Spectral power and ITPC dynamics (mean across all subjects). A, Time–frequency spectrograms of the spectral power (left) and ITPC (right) demonstrating the change in power and phase coherence as a function of time, with color representing the amplitude of change relative to the prestimulus interval (−200 to 0 ms) in percentage change units. B, Time courses of four frequency bands: theta (4–7 Hz; black lines), alpha (8–13 Hz; light gray lines), beta (14–20 Hz; light gray dotted lines), and low-gamma (25–40 Hz; dark gray dotted line). Area marked in gray (150–400 ms) corresponds to time window with sustained neural variability quenching in Figure 3.

Figure 8.

Variability quenching is related to decreased power but not to increased ITPC. A, Scatter plots demonstrating the relationship between neural variability quenching and spectral power.

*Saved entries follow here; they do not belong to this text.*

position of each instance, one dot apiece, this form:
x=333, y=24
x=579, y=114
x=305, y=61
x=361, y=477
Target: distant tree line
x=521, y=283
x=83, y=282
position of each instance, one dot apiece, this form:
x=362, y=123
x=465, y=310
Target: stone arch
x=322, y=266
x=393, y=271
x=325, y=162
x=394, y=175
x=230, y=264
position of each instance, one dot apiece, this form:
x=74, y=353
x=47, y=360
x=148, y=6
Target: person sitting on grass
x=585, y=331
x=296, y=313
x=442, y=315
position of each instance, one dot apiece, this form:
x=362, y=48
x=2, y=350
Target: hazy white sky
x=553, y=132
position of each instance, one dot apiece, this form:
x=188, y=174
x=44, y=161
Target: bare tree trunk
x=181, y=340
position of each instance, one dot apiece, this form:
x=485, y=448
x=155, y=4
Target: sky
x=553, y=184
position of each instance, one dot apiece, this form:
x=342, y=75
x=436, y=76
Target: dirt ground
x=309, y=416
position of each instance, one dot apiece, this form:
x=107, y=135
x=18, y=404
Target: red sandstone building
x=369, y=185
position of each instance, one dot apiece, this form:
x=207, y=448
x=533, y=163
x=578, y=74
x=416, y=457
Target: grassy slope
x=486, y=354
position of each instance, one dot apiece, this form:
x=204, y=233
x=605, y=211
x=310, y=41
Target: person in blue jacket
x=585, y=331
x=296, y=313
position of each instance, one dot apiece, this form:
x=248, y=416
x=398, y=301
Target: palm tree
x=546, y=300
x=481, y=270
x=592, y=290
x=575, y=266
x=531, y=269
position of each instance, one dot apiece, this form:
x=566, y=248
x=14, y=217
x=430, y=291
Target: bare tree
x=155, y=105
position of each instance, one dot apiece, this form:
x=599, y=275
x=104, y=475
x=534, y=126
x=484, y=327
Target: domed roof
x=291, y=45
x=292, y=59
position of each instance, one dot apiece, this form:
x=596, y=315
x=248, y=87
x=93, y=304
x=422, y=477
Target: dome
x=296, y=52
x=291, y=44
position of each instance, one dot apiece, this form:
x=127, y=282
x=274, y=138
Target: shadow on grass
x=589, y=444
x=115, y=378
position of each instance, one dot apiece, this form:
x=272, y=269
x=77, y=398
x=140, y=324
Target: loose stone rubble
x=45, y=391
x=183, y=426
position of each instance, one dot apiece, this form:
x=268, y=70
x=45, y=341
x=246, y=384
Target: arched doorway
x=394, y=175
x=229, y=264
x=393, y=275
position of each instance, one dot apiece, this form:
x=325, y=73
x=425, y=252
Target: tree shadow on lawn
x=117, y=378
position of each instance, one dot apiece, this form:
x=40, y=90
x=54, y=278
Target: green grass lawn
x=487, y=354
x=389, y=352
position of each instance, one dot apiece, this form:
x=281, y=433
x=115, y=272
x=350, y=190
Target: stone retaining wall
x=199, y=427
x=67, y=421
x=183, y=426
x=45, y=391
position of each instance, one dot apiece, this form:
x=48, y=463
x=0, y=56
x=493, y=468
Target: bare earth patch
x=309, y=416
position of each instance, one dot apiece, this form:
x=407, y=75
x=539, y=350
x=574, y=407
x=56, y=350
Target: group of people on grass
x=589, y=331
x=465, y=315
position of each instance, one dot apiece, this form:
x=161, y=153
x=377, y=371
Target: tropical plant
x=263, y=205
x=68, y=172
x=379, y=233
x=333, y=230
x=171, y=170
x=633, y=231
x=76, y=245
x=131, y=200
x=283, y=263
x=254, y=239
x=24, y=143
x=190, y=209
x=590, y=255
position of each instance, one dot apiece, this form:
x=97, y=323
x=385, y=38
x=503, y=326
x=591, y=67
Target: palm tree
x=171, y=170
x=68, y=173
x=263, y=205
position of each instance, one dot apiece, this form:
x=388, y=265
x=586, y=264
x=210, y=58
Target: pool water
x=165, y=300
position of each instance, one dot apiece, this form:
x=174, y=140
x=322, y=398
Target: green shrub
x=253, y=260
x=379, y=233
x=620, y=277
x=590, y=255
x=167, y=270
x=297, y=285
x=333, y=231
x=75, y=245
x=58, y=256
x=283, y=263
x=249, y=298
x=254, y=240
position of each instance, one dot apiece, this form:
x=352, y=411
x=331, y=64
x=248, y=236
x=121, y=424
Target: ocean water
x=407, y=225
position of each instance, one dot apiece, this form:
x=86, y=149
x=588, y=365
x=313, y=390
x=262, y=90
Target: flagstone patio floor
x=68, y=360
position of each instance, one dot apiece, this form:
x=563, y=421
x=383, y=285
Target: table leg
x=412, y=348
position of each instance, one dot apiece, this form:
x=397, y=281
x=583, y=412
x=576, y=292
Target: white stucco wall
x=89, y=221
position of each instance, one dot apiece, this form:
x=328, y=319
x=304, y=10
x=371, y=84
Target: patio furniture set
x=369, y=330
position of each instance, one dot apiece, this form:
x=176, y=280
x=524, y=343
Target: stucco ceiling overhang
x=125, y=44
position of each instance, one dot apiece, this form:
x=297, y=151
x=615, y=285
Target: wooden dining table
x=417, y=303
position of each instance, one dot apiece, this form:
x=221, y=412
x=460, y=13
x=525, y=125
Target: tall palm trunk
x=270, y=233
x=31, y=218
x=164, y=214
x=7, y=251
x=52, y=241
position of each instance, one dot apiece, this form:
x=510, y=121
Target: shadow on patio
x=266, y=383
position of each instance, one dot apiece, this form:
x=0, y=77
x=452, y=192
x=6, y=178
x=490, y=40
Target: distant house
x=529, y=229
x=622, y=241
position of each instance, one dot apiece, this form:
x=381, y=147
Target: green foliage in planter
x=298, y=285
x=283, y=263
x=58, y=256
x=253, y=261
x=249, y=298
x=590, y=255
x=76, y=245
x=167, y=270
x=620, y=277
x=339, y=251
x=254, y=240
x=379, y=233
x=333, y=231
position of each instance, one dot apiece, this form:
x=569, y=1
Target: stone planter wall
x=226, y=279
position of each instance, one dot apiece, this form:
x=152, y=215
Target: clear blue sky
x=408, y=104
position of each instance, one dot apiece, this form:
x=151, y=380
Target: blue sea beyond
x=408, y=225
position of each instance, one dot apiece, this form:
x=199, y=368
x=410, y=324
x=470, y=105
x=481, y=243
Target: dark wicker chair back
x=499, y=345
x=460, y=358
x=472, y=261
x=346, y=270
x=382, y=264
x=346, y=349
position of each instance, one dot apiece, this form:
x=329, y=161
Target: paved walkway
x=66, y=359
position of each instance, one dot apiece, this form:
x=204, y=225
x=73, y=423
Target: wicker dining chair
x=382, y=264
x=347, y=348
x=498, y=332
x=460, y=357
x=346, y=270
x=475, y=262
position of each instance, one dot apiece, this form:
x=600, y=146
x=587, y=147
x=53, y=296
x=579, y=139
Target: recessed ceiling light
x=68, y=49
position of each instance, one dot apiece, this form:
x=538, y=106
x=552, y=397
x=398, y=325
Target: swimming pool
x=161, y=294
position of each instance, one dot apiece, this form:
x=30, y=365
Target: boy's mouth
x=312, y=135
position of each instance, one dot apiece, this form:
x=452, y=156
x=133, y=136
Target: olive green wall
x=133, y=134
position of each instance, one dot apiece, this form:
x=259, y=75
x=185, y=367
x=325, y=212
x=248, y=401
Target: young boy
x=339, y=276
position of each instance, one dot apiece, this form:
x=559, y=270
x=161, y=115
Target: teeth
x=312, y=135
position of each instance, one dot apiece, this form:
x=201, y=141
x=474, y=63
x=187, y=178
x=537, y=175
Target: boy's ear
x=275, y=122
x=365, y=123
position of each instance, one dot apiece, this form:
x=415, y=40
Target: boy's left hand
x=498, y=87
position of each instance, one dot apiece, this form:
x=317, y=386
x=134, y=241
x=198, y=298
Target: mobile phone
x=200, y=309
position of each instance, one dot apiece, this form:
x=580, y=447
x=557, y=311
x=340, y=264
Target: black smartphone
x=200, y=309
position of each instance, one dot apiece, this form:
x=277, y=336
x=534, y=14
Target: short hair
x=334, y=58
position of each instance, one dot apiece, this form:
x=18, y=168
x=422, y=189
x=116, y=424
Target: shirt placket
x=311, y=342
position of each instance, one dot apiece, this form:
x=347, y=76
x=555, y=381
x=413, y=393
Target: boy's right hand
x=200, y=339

B, Scatter plots demonstrating the relationship between neural variability quenching and ITPC. Correlations were assessed for four frequency bands: theta (4–7 Hz), alpha (8–13 Hz), beta (14–20 Hz), and low-gamma (25–40 Hz). Each dot represents single subjects. Asterisks indicate significant correlations as assessed by a randomization analysis (p < 0.05).

Figure 9.

Better perceptual performance is associated with decreased power rather than increased ITPC. Pearson's correlation coefficients describing the relationships between psychometric function slope (left) or discrimination threshold (right) and spectral power or ITPC as estimated in four frequency bands: theta (black), alpha (light gray) beta (gray), and low-gamma (dark gray). Asterisks indicate significant correlations as assessed by a randomization analysis (p < 0.05).

Figure 10.

Mean EEG activity was not associated with perceptual measures. Shown are scatter plots demonstrating the relationship between mean EEG activity and psychometric function slope (left) or discrimination threshold (right) in the first (A) or second (B) stimulus interval. Each dot represents a single subject and Pearson's correlation coefficients are noted in each panel. C, Example demonstrating the calculation of the mean EEG response with the ERP of a single electrode in a single subject. Gray indicates area under the curve 150–400 ms after stimulus presentation.

Figure 11.

Individual magnitudes of variability quenching were not correlated with different sources of measurement noise. A, Correlation between variability quenching and gaze variability across trials in the first (left) and second (right) stimulus intervals. B, Correlation between variability quenching and electrode offset variability across trials in the first (left) and second (right) stimulus intervals. C, Correlation between variability quenching and the goodness-of-fit of individual psychometric functions in the first (left) and second (right) stimulus intervals. Each point represents a single subject. Correlation coefficients are noted in each panel.